Topological transformation of the Star of David in the plan of Libeskind’s Jewish Museum
Topological transformation of the Star of David in the plan of Libeskind’s Berlin Museum with the Jewish Museum Department. Drawing by Alessandra Capanna 1

Transformation of the “Star of David” in the elevation of Libeskind’s Jewish Museum
Transformation of the Star of David” in the elevation of Libeskind’s Jewish Museum. Image from the Architect’s website.

The contemporary city is evermore the city of the eye’, detached from the body by rapid motorized movement. Instead of an existentially grounded plastic and spatial experience, architecture has adopted the psychological strategy of advertising, of persuasion, and buildings have turned into image products detached from existential sincerity.

The dominant sense of vision figures strongly in the writings of early Modernists. Statements by Le Corbusier make the privilege of the eye very clear, such as: I exist in life only on the condition that I see”; and, Architecture is a plastic thing, I mean by plastic’ what is seen and measured by the eyes”. Le Corbusier, however, was a great sculptural talent with a moulding hand, and a tremendous sense of materiality and gravity, all of which prevented his architecture from turning into sensory reductivism.
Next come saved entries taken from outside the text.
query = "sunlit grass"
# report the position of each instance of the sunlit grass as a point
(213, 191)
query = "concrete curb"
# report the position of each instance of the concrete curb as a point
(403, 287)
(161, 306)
A vigorous element of tactility is incorporated into Le Corbusier’s regard for architecture. Nonetheless, this reductive bias becomes clear and devastating in his urbanism projects.

Libeskind’s sense of structure, weight, detail and craft decisively enrich the visual paradigm. Moreover, an architectural work is great precisely because of the oppositional and contradictory intentions and allusions it succeeds in fusing together. A tension between conscious intentions and unconscious drives is necessary for a work in order to open up the emotional participation of the inhabitant.”2


  1. Drawing by (Capanna, Alessandra. Music and Architecture: A Cross between Inspiration and Method.” Nexus Network Journal (2009): n. pag. Print. (11. 257-271. 10.1007/978-3-7643-8976-5_8.)

  2. Juhani Pallasmaa, The Eyes of the Skin: Architecture of the Senses, Academy Editions, 1996.